The goal of this randomized controlled trial is to compare pain, mouth opening, and alveolar osteitis following surgical extraction of bilateral symmetrical impacted lower third molars using two types of wound closures. Collagen plugs will be applied in the sockets of the study side followed by suture, while the controlled side will be sutured without a collagen plug. The study will include 40 patients aged between 18- 40 years old, medically fit (ASA1), who have bilateral symmetrical impacted lower third molars and visit the oral surgery clinics of King Saud Medical City for extraction.

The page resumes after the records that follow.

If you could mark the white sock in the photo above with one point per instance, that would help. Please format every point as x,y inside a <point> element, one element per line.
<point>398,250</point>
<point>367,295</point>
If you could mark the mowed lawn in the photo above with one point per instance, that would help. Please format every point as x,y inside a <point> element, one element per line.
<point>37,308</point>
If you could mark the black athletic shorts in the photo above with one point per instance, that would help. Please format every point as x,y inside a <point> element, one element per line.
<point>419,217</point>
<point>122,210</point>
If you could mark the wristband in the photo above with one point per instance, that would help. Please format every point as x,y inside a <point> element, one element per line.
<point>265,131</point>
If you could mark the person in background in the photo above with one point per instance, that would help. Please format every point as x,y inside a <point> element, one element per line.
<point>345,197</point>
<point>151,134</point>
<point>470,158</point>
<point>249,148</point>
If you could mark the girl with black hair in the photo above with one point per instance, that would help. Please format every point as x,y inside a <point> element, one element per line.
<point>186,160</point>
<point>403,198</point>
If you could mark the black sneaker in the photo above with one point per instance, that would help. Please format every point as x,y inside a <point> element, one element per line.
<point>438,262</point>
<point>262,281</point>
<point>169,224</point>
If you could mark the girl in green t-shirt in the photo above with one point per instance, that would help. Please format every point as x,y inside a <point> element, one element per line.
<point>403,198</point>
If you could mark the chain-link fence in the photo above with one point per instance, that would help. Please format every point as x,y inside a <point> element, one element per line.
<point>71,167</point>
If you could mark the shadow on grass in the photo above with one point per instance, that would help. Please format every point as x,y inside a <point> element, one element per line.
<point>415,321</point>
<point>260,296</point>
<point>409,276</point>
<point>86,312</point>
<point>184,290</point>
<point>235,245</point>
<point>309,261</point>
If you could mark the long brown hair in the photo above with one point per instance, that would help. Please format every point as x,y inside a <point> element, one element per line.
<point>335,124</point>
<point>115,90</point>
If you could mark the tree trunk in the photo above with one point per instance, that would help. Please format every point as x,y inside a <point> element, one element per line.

The main question is" Does intra-alveolar collagen application after surgical extraction of impacted lower third molars reduce the incidence of alveolar osteitis?

Detailed Description

Not available

Study Timeline

• Study First Submitted: 2023-03-19
• Status Verified: 2023-04
• Study First Submitted QC: 2023-04-30
• Last Update Submitted: 2023-04-30
• Study Start: 2023-05-01
• Study First Posted: 2023-05-09
• Last Update Posted: 2023-05-09
• Primary Completion: 2023-10-15
• Study Completion: 2023-11-15

Recruitment & Eligibility

• Status: NOT_YET_RECRUITING
• Sex: All
• Target Recruitment: 40

Inclusion Criteria

Forty patients aged between 18- 40 years old, ASA1, who have bilateral symmetrical impacted lower third molars and visit the oral surgery clinics of King Saud Medical City for extraction.

Exclusion Criteria

Uncontrolled systemic diseases, diabetes, bone diseases, smokers, epinephrine contraindications, pregnant women, breastfeeding women, and those who were using oral contraceptives.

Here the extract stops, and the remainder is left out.